L'Ange destructeur se trouve rarement dans les basses terres, mais il est plus abondant dans les zones montagneuses de Grande-Bretagne et d'Irlande. Il n'est pas rare dans les zones basses du nord de l'Écosse et est une découverte très courante dans les forêts de conifères scandinaves (dont il y en a beaucoup!).

Dans le nord de l'Europe, les anges destructeurs apparaissent généralement en juillet, août et septembre. Une espèce similaire, Amanita verna , communément appelée champignon du fou, apparaît au printemps. Ces deux amanites blanches pures sont presque impossibles à distinguer des seules caractéristiques macroscopiques, mais si vous faites des tests chimiques, il convient de noter qu'Amanita verna ne réagit pas à l'hydroxyde de potassium (KOH) alors que la chair d' Amanita virosa devient instantanément jaune.
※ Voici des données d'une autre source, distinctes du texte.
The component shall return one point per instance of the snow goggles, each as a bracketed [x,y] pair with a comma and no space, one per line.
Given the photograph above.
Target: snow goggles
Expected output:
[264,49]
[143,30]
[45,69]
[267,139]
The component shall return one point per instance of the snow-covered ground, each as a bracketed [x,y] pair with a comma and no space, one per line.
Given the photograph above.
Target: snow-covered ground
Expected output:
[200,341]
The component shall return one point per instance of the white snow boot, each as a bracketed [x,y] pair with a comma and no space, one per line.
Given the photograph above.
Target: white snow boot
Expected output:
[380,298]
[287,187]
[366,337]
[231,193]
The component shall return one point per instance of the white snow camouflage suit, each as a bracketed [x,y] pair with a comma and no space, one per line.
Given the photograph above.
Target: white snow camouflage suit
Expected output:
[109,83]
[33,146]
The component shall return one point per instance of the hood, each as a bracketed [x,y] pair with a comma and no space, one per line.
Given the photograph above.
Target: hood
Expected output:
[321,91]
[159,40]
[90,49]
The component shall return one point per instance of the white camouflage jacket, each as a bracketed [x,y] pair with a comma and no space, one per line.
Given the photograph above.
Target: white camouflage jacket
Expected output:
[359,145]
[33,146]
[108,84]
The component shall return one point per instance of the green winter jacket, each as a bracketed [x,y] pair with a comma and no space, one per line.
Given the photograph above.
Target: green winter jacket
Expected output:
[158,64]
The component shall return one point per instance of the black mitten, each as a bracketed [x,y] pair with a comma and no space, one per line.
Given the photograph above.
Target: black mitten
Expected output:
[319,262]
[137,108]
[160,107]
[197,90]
Un groupe d'anges destructeurs dans une forêt suédoise

Pour la plupart des gens, les différentes périodes de fructification de l' Amanita virosa et de l' Amanita verna sont assez concluantes. En tout cas, séparer les deux n'est pas l'objectif de tout le monde: détruire les anges ne sont pas des champignons que quiconque voudrait collecter comme nourriture!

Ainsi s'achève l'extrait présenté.